According to a recent study published in Cell and reported in The Guardian, potatoes evolved from, you guessed it, tomatoes. Yes, the starchy spud, our humble modern potato, evolved from an ancient tomato. About 9 million years ago, wild tomato species hybridized with a genus called Etuberosum. The result? A strange new plant with the genetic ability to grow underground tubers—the potatoes we know and love. Today, tomatoes and potatoes aren’t just botanical cousins, they are direct evolutionary descendants.
Researchers analyzed over 450 cultivated potato genomes and 56 wild species. They discovered that two genes—SP6A (from tomato) and IT1 (from Etuberosum)—together, gave rise to tuber formation. That’s what allowed the transformation. It happened in response to a changing world; the rising Andes mountains, colder climates, and harsher conditions.
Let that sink in: Your French fries were once a tomato.

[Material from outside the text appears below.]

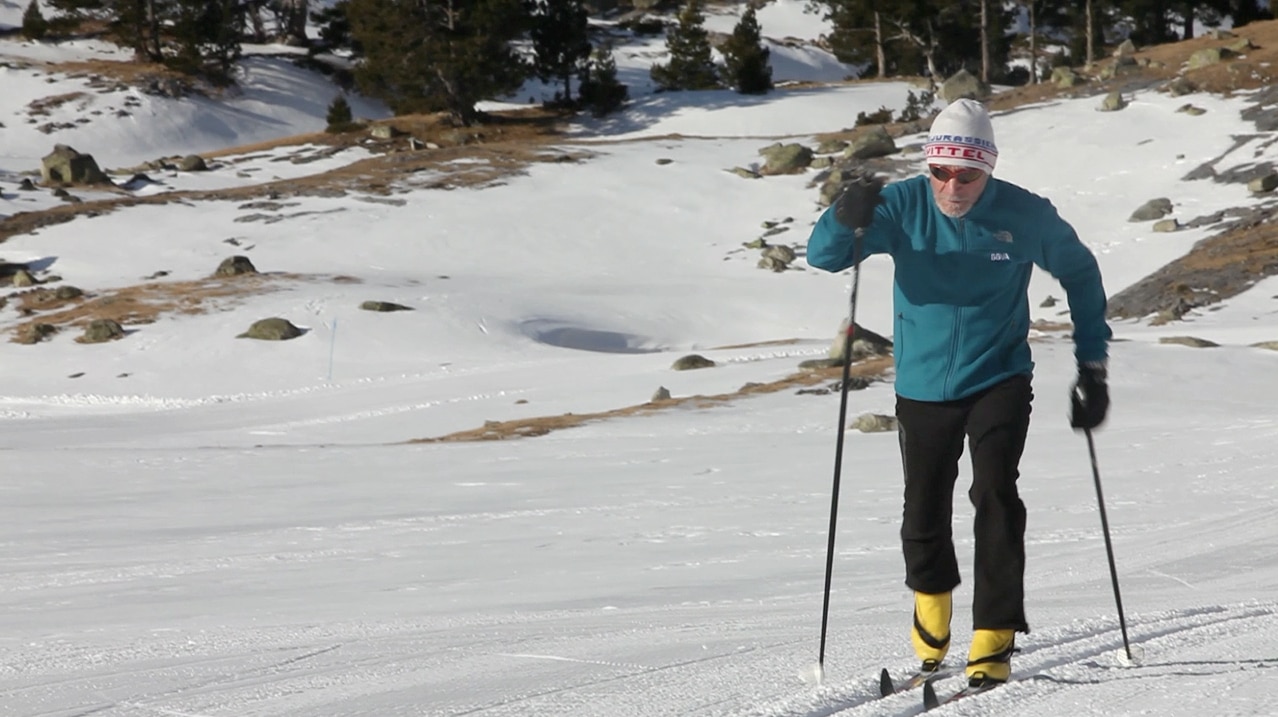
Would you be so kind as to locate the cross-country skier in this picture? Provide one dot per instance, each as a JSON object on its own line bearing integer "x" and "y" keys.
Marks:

Which also answers the age-old question of why the only reasonable dip for French fries is ketchup… they were genetically fated to pair well together! All it took was the right environmental pressure, a long enough timeline, and some quiet persistence underground.
Sometimes, to evolve, you have to do work that’s out of sight, underneath the surface. Soul work, spirit work, slow work.
Rav Kook, in Orot HaTeshuvah, presents this process of transformation as almost cosmic: a step-by-step process of elevating ourselves and others.
“Teshuvah comes in stages, each uplifting the soul a bit more… It can come slowly,” he says, “like the dawn (breaking the horizon).”
This idea, that teshuvah is like the gradual rising of the sun, encourages patience. We can try ‘til we’re blue in the face, but the sun isn’t going to rise any faster. It will rise when it will rise, just as we will change when we will change. If tomatoes could wait 9 million years to transform, then I suppose we can learn to be patient with the process of Teshuvah, too. No faster and no slower than God intended for us.
As the Austrian poet Rainer Rilke once wrote, “Be patient toward all that is unsolved in your heart and try to love the questions themselves…. Perhaps you will then gradually, without noticing it, live along some distant day into the answer.”
As we enter the liminal space between Rosh Hashanah and Yom Kippur, when our inscriptions in God’s great book and when those inscriptions are sealed, may we all find patience in the slow, soulful work of transformation. May we recognize that in the meantime, in-between time, we are no longer the tomatoes we once were, but not yet the potatoes we are destined to become, either. I wish you all a g’mar chatimah tovah—a good, final seal in God’s great Book of Life.